Just booked the Munich Marriott for two nights via priceline for $70/ night (55 Euros). Total comes to $160 or about 125 Euros. Kings was about $120/ night total.


----------



## iwantone (Jun 2, 2005)

vmcvey said:


> Picking up my M3 Cab on the 18th, two days prior to you; but I'll be in Munich and around, site-seeing until the early afternoon on the 20th. Might stop back at the Welt on my way out of town and the start of the 12-day continental Europe circle-trip.
> 
> At the least, maybe consider arranging the factory tour?
> 
> My delivery is at 10:30 am, and the factory tour at 11:30 am (as if tearing myself away from the car will be possible). So perhaps you can arrange the factory tour to a time prior to departure from Munich if you are only doing the 24-hour-of-fun thing.


I've sent them an email for the reservation for the factory tour. Havent heard anything back yet.


----------



## petriej (Jul 29, 2010)

Landing and taking delivery the same day, 3 hours apart? Man, you have some great faith in the airline industry!


----------



## peace2peep (Dec 7, 2011)

lilskel said:


> Who did you order through in FL? I haven't gotten my date yet either, but I'm not really sweating it..I have a car already lol


Dude I can't believe I didn't respond to you...sorry friend! I ordered mine through Greg Poland at Pacific BMW. He's in Cali. He's a great guy and takes care of us with patience and efficiency!

My date in March 20 for ED and then PCD afterwards so I can drive it to my Daytona Beach, FL house.

Rock on!


----------



## iwantone (Jun 2, 2005)

petriej said:


> Landing and taking delivery the same day, 3 hours apart? Man, you have some great faith in the airline industry!


Keeping my fingers crossed. Hopefully the Welt has a way to accommodate customers like me :rofl:


----------



## [email protected] BMW (Aug 2, 2010)

You guys who got Hybrid are so lucky......!!!..... all the incentives except the eco credit went away.... IWANTONE deserves some props, he started the whole hybrid frenzy.... I got one for myself!! employee deal is niceeeeeeeeeee!


----------



## Prost (Nov 23, 2005)

[email protected] BMW said:


> You guys who got Hybrid are so lucky......!!!..... all the incentives except the eco credit went away.... IWANTONE deserves some props, he started the whole hybrid frenzy.... I got one for myself!! employee deal is niceeeeeeeeeee!
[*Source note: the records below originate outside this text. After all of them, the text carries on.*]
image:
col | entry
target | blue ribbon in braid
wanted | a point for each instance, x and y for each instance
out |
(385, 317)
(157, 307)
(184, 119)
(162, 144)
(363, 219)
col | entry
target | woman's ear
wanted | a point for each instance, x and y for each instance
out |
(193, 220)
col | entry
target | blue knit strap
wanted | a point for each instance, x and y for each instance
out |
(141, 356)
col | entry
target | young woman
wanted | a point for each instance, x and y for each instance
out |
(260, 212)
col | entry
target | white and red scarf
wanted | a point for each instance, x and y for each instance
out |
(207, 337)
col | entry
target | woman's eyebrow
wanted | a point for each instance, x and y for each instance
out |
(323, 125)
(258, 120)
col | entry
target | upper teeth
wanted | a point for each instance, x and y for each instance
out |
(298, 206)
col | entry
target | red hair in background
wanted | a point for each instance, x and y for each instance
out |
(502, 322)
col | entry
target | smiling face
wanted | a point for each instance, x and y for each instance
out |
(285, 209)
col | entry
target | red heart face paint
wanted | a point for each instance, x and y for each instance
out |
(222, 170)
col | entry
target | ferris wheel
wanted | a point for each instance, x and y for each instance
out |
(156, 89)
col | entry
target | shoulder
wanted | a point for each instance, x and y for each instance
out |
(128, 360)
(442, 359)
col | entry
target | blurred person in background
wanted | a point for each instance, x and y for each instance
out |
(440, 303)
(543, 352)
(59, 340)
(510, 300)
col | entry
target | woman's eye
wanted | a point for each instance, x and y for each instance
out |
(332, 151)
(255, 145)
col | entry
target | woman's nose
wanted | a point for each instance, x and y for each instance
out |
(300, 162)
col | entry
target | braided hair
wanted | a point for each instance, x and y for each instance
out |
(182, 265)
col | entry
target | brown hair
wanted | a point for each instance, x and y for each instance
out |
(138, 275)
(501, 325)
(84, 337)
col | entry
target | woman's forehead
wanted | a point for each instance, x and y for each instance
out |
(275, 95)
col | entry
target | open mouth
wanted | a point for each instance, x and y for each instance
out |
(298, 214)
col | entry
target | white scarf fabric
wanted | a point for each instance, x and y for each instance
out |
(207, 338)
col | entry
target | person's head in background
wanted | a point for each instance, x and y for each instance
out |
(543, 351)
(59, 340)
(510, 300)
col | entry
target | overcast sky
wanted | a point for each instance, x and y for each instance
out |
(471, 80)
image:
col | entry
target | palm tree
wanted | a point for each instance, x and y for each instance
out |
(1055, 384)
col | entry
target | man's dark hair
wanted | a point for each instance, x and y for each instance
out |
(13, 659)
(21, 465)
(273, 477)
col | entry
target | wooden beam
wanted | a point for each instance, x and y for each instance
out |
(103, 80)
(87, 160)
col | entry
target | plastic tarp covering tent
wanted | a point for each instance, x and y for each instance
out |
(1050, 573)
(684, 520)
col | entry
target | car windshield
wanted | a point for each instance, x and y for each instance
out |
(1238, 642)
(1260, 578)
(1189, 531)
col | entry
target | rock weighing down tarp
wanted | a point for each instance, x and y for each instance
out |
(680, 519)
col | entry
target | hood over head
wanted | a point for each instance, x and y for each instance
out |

Good for you Greg :thumbup::thumbup::thumbup:


----------



## peace2peep (Dec 7, 2011)

Thank you IWANTONE and Greg! You are a wizard my friend! BTW I got my ED packet in the mail yesterday and mailed you the PO Priority Mail(just because) yesterday.


----------



## chrischeung (Sep 1, 2002)

+1. A big thank you for the B'Fest community, and an even bigger one from myself!


----------



## Valentino15 (Apr 26, 2011)

+1. I was telling a guy who owns the business next to mine about the deal and he was floored. "So you're flying to Germany to take delivery and get to pick it up in the US, drive a new car like yours on a track and its that much cheaper?!?!?). Also a buddy of mine just leased a 2011 335ix from his local dealer and is paying about 60 bucks less than I will pay on the hybrid... plus I think he put down $2000. I don't even want to tell him the deal I got, he might cry! 

HUGE thanks to iwantone for bringing it my attention on the forum and Greg for getting me on this deal! Now I just need to make final decisions on colors, options, etc.! Too much time to change my mind...


----------



## AMIL (Aug 19, 2004)

[email protected] BMW said:


> You guys who got Hybrid are so lucky......!!!..... all the incentives except the eco credit went away.... IWANTONE deserves some props, he started the whole hybrid frenzy.... I got one for myself!! employee deal is niceeeeeeeeeee!


it was really a too good to be true deal i wish i learned about it before my Ed oh well. i cant even imagine what kind of deal you got for yourself


----------



## extremeromance (Sep 14, 2010)

Just got my confirmation letter today, can't wait to pick it up!!! :roundel:


----------



## anieto (Feb 8, 2004)

*Thanks Iwantone...*

I did the M3 crazy deal last year because of ChrisC and now the AH7.

Signed my PO last night and we pick-up on 2/25 8:00AM. It's our 7th ED for a 7...

Dark Graphite/Saddle/Matte Wood
Cold Weather
Driver Assistance
Leather Dash
Ceramic Controls
Apps
Shadowline


----------



## chrischeung (Sep 1, 2002)

Good work. I think you are the first person I've seen who did both the M3 and the 750iAH deal (apart from myself ). Nice to have the company.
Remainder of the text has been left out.